Current Producer Configuration
request.timeout.ms=3000
max.retry.count=2
max.inflight.requests=1
max.block.ms=10000
retry.backoff.ms=3000
All other properties are using their default values
Questions:
Update: To try and clarify thread usage. I'm using the single producer instance as recommended in the JavaDocs. There are threads such as https-jsse-nio-22443-exec-* which are handling incoming https requests. When a request comes in some processing occurs and once all non-kafka related logic completes a call is made to a method in another class decorated with @Async. This method makes the call to kafkatemplate.send(). The response back to the client is shown in the logs before the publish to kafka is performed (this is how Im verifying its being performed via separate thread as the service doesn't wait to publish before returning a response). There are task-scheduler-* threads which appear to be handling the callbacks from kafkatemplate.send(). My guess is that the single kafka-producer-network-thread handles all of the publishing.

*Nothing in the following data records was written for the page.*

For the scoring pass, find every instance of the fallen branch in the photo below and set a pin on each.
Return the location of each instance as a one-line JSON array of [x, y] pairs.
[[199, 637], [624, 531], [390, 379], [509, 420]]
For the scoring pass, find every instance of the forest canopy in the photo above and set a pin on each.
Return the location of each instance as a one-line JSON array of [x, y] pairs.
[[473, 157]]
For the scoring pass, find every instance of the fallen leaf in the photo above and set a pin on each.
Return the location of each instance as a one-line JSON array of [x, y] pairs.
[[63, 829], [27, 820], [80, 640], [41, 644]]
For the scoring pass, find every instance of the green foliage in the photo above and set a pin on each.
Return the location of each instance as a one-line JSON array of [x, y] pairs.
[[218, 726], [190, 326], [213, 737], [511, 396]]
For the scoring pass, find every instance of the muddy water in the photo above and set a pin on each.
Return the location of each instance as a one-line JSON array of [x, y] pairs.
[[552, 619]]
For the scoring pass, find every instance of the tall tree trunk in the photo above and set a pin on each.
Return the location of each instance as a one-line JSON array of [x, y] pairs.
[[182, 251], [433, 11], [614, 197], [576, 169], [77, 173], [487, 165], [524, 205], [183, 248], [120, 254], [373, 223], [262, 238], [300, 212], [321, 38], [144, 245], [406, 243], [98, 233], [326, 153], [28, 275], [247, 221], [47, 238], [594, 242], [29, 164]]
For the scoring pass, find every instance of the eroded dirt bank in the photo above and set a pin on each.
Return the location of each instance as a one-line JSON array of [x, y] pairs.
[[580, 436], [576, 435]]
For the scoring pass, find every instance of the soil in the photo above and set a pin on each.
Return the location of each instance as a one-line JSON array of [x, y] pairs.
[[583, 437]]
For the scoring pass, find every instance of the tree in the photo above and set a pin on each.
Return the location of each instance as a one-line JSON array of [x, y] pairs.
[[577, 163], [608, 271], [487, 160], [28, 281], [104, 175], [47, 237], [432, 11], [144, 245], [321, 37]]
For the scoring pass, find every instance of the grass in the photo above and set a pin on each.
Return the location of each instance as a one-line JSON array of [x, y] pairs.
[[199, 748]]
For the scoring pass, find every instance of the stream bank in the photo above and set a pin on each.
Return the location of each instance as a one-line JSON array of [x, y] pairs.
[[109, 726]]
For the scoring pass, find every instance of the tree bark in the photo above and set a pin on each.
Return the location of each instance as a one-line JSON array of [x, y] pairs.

My application was making an http request and sending each message to a deadletter table on a database platform upon failure of each kafka publish. The same threads being spun up to perform the publish to kafka were being re-used for this call to the database. I moved the database call logic into another class and decorated it with its own @Async and custom TaskExecutor. After doing this, I've monitored JConsole and can see that the calls to Kafka appear to be re-using the same 10 threads (TaskExecutor: core Pool size - 10, QueueCapacity - 0, and MaxPoolSize - 80)
and the calls to the database service are now using a separate thread pool (TaskExecutor: core Pool size - 10, QueueCapacity - 0, and MaxPoolSize - 80)
which is consistently closing and opening new threads but staying at a relatively constant number of threads. With this new behavior buffer-available-bytes is remaining at a healthy constant level and the application's kafka publisher is successfully re-establishing connection once brokers are brought back online.